# Just been checking ferries



## DTPCHEMICALS (Jul 24, 2006)

I ve just been checking ferries for Assen moto gp weekend. One of the few saturday races.

Whatever the situation is with sea france they seem to offer the best deal
Under £60 return for M/H and 3 passengers.`
Oh and the mhfacts discount as well.

Its just the £170 diesel buill that is a bit of a shocker


Dave P


----------



## r6demon (Aug 18, 2008)

What crossing is that using ?


----------



## Brucey0705 (Apr 5, 2008)

*Ferry Prices to Europe*

Same here and we're in Scotland, checked prices from Norfolk Lines from Rosyth in May... Scandalous over £600 return to Zeebrugge for our Hymer and the 2 of us. Booked with SeaFrance from Dover to Calais return total Cost £65 including MHF discount (A brilliant Deal). Of course the £200 deisel bill has to be added, however lets be honest we're motorhomers, we don't worry about tachometers and we live the travelling part (well that's what I tell myself anyway :lol: ), so I'll happily drive the 600 miles round trip to Dover and back to save £350 :lol: . Rather than give this money to this rip off merchant line... no pun intended, 8O


----------



## DTPCHEMICALS (Jul 24, 2006)

R6demon
Off hand i think its 4 in the afternoon on thursday
and 3 in the afternoon on the sunday after the race.

Dave P


----------



## UncleNorm (May 1, 2005)

Hello Brucey.

I've just checked your 600 mile round trip. If you're in Fife, then Dover is 490 miles away, round trip 980 miles.

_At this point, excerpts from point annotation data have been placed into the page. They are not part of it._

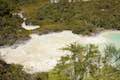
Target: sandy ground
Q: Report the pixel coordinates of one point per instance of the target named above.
(29, 27)
(41, 52)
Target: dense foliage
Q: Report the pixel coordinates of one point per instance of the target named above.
(82, 17)
(87, 63)
(10, 25)
(84, 63)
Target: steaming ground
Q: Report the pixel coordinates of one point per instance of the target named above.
(41, 52)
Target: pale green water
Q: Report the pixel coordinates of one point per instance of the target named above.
(113, 37)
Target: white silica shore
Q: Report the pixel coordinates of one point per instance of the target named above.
(41, 52)
(29, 27)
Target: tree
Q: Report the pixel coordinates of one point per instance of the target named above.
(86, 63)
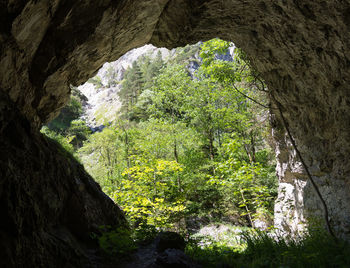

980 miles at 25 mpg = 40 gallons (roughly)

40 Gallons at £4.50 per gallon = £180

add on the ferry at £65 return = £245

I can see why you're upset *Scandalous over £600 return to Zeebrugge for our Hymer and the 2 of us. * and I like your philosophy *we live the travelling part *

Who said "Half of the fun is getting there"?

Like you, I'd rather drive and use the home I have behind me, rather than spending 24 hours or whatever on a boat, paying for a cabin, and not having access to Our Beloved Coral!


----------



## Suenliam (Mar 22, 2006)

Hi Brucey0705 - I can't see the Rosyth route being a success at all at that price. Even the commercial users must be thinking twice unless they get preferential rates. 

We use Hull Zeebrugge most of the time and make sure we book early. Our single in mid June is £168 including a cabin upgrade. Our second trip mid August - end Sept. is £383 return including cabin upgrade. We think for us that is a reasonable compromise between cost and drive to Dover. 

We have really indulged ourselves at the end of April - we are booked on the Brittany Ferries Portsmouth/Caen late afternoon (so no cabin) £198. The only consolation is that it gets us to the west side of France sooneer than going to Zeebrugge.

However, I have quite a few Tesco vouchers so as long as the deals on Eurotunnel are still going next year, we will do that route for "free"  

Sue


----------



## suedew (May 10, 2005)

Suenliam said:


> Hi Brucey0705 - I can't see the Rosyth route being a success at all at that price. Even the commercial users must be thinking twice unless they get preferential rates.
> 
> We use Hull Zeebrugge most of the time and make sure we book early. Our single in mid June is £168 including a cabin upgrade. Our second trip mid August - end Sept. is £383 return including cabin upgrade. We think for us that is a reasonable compromise between cost and drive to Dover.
> 
> ...


I have to call the Caen crossing a bargain, was looking today for 2 of us with a motorbke and cost (mid week) in late September is £ 174.50 :x


----------